I've been a hobby photographer for about 30 years. This should be an exercise for photography students. I would focus on the background, seen on the right side of the image. It's way over-exposed even when you balance the dress color for blue-black. Adjusting for that over-exposure makes the dress even darker, and further away from white-gold. One way to tell the image is over-exposed is to look at bright areas. There's no detail and they bleed into dark areas (creating a halo effect).

Most people take pictures using automatic or “full-program” settings, especially with the advent of smart-phone cameras. The camera adjusts for various lighting conditions based on presets stored in memory. It will measure average light hitting the sensor and adjust color balance and exposure based on a selected preset.

Strong back-lighting, shown in this image, will cause even the best digital sensors to misinterpret the image. The exposure will be off, since automatic settings take an average and adjust settings based on that average. Strong lighting offsets the average.

To further complicate things, different lighting (indoors, outdoors, sunny, cloudy, fluorescent, etc.) changes color balance.

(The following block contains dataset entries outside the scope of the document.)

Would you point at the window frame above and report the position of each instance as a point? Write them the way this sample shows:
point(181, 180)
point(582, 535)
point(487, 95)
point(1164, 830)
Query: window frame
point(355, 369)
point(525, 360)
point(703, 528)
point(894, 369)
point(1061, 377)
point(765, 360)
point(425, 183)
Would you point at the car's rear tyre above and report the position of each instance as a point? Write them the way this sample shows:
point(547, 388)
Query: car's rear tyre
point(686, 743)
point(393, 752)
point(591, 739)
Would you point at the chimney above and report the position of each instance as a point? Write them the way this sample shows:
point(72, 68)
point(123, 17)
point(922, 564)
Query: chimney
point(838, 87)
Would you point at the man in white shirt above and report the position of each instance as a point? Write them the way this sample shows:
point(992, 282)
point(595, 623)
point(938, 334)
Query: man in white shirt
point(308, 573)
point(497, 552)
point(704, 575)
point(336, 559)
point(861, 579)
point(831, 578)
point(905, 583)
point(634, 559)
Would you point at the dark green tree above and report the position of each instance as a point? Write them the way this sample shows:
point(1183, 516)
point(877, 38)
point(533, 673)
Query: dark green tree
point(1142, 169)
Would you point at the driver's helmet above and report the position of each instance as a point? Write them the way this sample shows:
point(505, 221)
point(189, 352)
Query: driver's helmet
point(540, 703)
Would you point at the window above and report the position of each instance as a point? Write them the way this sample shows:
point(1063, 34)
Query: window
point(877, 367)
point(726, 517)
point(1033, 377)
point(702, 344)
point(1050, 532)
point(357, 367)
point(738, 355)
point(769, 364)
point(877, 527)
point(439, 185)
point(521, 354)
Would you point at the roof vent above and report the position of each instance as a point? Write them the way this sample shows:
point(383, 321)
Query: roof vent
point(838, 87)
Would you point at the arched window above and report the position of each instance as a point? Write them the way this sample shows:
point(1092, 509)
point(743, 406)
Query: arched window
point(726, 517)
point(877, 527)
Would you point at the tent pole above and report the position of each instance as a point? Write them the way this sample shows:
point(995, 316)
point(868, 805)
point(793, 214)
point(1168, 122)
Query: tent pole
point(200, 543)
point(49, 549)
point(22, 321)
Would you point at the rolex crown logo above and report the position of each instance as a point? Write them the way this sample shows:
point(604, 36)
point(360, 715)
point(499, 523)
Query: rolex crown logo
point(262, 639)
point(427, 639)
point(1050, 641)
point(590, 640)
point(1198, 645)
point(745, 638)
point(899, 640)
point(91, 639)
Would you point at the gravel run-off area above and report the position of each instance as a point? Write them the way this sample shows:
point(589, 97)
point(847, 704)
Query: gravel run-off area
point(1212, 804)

Our eyes automatically adjust, and do so very quickly, so we don't notice the difference. Digital image sensors, and film for that matter, respond differently to different types of light. It's difficult to determine lighting conditions simply by looking at the image.

Interestingly, just inverting the image causes the dress to switch from gold-white to blue-black. This makes perfect sense because these are opposite colors in photography. Again, there's not enough of the background to determine if inversion is correct.

Some report it's an optical illusion. Some see a gold-white dress and others see a blue-black dress, even when looking at the original, unprocessed image. Wired reported a quote from neuroscientist Bevil Conway, citing the way our eyes discount some colors. “So people either discount the blue side, in which case they end up seeing white and gold, or discount the gold side, in which case they end up with blue and black.”

Since we don't know original lighting, exposure information, or how much post-processing was done, the dress can be any color your mind wants it to be.